Natuurlijke selectie grijpt in op de fenotypische verschillen van de individuen. Fenotypische en genotypische variatie wordt veroorzaakt door geslachtelijke voortplanting. Bij geslachtelijk voortplanting worden allelen min of meer random gecombineerd. Dit random combineren van erfelijke eigenschappen zorgt voor volstrekt unieke individuen. Ieder met z’n eigen talenten en met zijn specifieke tekortkomingen. En het is juist deze genetische variatie die een populatie zo buigzaam maakt bij grotere of kleinere veranderingen in het milieu. Een populatie die tot stand komt door geslachtelijke voortplanting zal fitte en minder fitte organismen bevatten. Organismen met een goede combi van allelen en organismen met minder gunstige combinatie aan allelen. De minst fitte zullen het in de strijd om het bestaan extra moeilijk hebben. Ze zullen gemiddeld vaker verhongeren of in de maag van een vijand belanden dan een fit individu. Maar de minder fitte organismen spelen toch een belangrijke rol in de populatie. Deze minder fitte organismen zijn een allelenbron voor de populatie. Niets is immers eeuwig. Aan succes komt ook ooit een einde. Indien het milieu verandert kan het zo maar gebeuren dat niet succesvolle eigenschappen of allelen ineens de redding kunnen zijn van een soort of populatie. De misfits van weleer kunnen de redders zijn in nieuwe tijden
De genotypische- en fenotypische samenstelling van een populatie verandert dus onder invloed van een veranderende druk vanuit de natuur. Zo’n verandering kan je verklaren aan de hand van VEST. Vest staat voor Variatie in Erfelijkheid, Selectie en Tijd.
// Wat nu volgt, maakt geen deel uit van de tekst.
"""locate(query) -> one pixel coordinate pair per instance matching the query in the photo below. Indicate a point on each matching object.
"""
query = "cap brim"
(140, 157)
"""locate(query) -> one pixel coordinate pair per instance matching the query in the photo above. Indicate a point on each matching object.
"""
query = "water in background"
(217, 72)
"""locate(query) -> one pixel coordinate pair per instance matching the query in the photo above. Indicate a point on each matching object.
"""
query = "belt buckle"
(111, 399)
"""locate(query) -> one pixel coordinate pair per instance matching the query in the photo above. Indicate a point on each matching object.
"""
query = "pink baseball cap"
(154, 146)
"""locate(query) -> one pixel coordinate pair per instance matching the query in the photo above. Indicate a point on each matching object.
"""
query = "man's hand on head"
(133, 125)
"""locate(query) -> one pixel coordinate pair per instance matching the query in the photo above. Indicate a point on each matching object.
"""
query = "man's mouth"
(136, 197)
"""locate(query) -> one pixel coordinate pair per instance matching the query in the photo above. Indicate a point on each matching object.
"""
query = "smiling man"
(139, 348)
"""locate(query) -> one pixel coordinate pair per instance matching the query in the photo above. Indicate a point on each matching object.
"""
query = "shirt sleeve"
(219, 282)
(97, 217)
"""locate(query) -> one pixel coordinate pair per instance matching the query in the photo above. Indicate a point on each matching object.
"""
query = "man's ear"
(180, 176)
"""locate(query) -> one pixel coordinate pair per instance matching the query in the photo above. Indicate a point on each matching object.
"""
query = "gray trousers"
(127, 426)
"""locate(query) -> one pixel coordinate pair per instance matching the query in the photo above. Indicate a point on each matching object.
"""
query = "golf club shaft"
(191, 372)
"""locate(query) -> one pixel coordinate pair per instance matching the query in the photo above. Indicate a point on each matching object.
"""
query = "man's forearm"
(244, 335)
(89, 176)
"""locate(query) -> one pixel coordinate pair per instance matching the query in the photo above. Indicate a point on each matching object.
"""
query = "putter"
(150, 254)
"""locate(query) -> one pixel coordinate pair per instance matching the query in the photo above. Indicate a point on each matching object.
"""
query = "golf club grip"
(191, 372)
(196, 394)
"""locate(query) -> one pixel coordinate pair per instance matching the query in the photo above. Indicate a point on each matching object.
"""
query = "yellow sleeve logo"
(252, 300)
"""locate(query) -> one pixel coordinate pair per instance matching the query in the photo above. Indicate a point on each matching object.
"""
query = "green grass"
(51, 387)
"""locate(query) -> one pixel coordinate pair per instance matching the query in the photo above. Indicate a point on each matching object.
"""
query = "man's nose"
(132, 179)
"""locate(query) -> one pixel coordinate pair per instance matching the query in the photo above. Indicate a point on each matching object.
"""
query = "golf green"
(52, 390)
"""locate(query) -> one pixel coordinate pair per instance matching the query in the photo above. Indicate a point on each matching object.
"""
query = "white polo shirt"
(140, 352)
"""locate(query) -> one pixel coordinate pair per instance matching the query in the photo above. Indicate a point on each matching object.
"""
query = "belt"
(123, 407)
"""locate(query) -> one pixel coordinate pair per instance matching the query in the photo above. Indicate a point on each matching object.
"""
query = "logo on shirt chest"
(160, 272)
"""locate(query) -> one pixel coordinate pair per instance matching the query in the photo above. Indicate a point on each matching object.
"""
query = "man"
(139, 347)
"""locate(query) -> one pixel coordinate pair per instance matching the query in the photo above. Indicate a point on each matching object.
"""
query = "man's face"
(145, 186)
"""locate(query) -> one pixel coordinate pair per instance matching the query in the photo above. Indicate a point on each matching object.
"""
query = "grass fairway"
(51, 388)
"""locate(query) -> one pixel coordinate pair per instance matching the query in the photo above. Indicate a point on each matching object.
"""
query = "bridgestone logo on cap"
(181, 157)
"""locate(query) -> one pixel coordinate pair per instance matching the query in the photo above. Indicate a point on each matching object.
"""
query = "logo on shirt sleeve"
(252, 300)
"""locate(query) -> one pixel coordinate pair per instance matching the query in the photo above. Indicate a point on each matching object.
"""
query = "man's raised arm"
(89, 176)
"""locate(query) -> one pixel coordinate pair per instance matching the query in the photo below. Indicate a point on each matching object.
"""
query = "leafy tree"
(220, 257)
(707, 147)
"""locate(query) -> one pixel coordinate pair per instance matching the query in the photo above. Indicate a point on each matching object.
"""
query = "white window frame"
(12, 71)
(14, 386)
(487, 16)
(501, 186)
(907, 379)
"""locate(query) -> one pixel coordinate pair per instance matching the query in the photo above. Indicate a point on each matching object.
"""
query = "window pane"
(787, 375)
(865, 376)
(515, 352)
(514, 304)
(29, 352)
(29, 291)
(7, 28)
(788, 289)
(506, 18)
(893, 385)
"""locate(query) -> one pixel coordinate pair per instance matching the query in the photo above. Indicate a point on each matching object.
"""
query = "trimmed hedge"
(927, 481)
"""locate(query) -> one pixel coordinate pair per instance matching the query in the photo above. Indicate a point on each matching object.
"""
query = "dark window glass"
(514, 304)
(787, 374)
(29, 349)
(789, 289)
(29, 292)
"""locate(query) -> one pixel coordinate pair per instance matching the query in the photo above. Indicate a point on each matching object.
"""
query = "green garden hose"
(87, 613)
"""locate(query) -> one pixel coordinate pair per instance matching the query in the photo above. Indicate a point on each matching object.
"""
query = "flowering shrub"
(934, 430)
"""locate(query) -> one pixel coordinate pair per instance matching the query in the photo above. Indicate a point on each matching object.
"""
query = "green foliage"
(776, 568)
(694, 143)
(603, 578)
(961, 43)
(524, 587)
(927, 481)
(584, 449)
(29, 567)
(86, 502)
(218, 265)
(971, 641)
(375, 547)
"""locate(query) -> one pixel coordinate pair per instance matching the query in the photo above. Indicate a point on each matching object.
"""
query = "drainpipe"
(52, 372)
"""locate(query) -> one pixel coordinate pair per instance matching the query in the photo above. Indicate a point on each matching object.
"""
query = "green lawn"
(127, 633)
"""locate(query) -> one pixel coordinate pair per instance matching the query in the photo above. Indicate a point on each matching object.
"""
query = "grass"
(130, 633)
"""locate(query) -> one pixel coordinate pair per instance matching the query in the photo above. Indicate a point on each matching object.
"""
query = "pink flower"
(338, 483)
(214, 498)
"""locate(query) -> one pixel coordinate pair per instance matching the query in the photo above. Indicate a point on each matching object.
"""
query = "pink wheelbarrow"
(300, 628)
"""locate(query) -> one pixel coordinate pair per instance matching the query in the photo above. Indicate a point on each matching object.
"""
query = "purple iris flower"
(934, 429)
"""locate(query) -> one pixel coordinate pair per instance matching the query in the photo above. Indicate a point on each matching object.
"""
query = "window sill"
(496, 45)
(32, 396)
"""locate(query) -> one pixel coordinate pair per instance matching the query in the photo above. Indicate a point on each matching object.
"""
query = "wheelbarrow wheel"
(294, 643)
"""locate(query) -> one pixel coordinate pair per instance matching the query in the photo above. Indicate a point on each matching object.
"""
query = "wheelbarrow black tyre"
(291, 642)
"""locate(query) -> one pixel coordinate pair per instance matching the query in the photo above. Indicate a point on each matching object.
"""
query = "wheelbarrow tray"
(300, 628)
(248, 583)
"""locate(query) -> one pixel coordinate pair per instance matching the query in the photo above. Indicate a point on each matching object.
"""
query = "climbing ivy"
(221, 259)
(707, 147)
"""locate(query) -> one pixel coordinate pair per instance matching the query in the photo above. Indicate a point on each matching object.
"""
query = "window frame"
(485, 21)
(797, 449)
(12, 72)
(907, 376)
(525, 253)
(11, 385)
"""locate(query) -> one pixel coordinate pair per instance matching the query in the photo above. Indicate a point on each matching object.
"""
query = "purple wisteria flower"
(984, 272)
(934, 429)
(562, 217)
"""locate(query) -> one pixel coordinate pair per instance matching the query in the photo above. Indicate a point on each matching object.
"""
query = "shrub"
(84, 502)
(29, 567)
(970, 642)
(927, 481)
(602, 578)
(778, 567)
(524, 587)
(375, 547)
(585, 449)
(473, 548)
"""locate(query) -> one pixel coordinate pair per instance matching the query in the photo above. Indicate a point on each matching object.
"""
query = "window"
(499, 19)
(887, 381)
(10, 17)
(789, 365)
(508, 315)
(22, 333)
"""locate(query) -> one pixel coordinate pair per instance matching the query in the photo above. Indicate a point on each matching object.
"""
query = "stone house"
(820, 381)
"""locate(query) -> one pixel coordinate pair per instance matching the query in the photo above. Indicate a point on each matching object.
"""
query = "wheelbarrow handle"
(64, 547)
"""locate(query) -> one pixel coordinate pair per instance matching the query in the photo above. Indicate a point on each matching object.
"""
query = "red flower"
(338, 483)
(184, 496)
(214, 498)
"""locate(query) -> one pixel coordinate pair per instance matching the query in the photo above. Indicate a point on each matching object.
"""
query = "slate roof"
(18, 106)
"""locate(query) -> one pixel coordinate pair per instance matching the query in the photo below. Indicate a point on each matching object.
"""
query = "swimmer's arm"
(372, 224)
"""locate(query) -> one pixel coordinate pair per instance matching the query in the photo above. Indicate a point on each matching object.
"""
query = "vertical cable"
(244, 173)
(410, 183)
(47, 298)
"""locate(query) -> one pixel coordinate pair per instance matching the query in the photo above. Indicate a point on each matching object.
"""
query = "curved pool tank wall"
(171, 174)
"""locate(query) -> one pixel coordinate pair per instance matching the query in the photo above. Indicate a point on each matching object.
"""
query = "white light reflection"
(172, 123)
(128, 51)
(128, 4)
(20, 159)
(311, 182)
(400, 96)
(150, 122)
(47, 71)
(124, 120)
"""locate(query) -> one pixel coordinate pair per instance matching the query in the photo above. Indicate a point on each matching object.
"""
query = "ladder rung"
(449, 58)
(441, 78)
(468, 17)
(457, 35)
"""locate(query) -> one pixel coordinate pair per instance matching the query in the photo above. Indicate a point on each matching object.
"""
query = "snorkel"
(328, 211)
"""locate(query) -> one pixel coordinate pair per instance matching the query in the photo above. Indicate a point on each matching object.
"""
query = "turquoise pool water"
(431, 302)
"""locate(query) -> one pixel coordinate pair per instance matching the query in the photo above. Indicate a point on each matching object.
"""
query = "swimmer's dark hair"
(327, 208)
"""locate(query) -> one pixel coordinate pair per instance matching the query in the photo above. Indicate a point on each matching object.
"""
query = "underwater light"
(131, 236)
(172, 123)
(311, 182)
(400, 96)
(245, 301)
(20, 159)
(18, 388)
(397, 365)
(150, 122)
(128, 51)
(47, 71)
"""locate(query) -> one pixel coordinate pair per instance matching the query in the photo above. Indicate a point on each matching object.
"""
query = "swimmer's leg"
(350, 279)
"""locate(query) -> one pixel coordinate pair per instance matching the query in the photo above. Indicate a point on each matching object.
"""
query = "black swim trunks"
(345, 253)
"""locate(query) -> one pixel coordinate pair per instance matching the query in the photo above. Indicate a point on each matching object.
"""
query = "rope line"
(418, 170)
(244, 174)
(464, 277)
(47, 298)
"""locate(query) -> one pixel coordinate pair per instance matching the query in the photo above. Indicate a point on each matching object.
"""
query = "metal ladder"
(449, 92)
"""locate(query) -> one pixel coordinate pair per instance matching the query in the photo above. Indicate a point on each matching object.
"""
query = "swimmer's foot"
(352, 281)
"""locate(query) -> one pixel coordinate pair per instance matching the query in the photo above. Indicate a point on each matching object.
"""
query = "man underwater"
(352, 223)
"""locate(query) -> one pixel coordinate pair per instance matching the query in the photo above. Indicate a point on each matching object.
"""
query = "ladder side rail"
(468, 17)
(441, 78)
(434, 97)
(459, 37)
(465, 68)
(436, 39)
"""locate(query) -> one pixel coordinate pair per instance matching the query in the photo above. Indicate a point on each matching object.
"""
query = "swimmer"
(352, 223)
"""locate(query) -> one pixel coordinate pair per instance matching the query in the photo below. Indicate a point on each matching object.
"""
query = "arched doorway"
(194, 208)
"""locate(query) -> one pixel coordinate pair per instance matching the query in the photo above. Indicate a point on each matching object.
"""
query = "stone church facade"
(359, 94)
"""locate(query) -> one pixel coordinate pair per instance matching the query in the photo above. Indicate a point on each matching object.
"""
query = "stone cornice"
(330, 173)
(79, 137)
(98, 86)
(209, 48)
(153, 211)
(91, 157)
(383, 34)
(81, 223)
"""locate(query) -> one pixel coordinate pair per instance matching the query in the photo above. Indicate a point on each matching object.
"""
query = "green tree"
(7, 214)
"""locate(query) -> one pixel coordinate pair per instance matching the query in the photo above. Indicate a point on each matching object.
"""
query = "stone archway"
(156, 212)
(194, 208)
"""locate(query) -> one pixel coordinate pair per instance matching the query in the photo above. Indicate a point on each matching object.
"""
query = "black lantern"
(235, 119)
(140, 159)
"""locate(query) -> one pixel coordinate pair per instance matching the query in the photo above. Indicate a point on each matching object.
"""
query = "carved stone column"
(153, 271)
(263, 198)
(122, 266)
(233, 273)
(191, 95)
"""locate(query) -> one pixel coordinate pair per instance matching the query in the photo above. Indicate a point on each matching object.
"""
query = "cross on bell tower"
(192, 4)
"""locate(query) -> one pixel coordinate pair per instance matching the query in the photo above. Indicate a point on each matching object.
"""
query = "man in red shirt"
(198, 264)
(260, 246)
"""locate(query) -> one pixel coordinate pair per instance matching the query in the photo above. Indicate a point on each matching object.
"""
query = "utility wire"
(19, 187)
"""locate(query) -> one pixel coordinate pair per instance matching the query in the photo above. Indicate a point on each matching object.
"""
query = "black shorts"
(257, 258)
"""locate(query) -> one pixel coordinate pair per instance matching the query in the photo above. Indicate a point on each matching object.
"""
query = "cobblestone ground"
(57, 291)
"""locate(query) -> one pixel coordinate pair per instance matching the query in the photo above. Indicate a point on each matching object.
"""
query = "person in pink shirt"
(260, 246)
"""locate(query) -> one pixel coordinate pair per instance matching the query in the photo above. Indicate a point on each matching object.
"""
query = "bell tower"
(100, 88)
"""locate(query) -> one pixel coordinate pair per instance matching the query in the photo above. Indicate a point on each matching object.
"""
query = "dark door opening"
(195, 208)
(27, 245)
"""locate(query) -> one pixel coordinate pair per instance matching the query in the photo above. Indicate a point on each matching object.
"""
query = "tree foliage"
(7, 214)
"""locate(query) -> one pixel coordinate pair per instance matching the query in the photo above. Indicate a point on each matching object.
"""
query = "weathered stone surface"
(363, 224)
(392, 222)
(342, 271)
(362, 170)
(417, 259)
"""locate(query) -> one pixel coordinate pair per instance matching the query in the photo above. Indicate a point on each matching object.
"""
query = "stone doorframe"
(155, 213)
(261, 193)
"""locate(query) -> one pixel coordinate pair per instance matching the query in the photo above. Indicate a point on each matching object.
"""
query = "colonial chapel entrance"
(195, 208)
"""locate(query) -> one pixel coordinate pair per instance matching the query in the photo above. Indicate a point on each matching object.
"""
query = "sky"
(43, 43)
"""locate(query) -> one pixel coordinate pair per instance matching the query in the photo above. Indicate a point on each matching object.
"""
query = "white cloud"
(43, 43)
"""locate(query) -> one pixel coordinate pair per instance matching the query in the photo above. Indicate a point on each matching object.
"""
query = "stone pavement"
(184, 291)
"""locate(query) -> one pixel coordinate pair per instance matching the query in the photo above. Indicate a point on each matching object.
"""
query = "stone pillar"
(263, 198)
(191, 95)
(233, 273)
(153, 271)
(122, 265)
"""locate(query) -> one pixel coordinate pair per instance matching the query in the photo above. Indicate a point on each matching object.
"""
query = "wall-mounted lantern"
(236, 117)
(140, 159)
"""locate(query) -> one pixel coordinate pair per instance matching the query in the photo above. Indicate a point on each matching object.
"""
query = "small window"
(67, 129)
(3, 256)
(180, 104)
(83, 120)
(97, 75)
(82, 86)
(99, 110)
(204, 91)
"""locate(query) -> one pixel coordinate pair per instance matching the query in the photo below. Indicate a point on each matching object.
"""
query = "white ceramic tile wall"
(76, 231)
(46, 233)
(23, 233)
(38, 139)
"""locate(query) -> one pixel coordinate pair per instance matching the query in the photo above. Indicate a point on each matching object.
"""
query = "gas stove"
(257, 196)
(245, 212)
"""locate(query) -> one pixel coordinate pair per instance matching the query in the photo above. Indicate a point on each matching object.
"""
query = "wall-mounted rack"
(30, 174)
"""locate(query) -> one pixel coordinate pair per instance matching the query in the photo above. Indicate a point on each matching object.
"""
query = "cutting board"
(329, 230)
We zullen het gebruik van vest uitleggen met behulp van de strip hieronder. In deze strip zie je een leeuwenpopulatie. In deze populatie is variatie in erfelijkheid. Er zijn namelijk lichtbruine leeuwen en donkerbruine leeuwen. De natuurlijke Selectie heeft invloed op het succes van deze leeuwen. De donkerbruine hebben meer moeite met het vangen van prooien. Donkerbruine leeuwen vallen ook niet in de smaak bij de vrouwelijke leeuwinnen. De selectie bevoordeelt dus de lichtgekleurde leeuwen. Lichtgekleurde leeuwen planten zich dan ook voort en geven hun eigenschappen door aan volgende generaties. Er zullen in de leeuwenpopulatie gemiddeld meer lichtbruine jongen geboren worden dan donkerbruine jongen. Na verloop van tijd zal het aandeel van licht ten opzichte van donker in verhouding zijn tegenomen.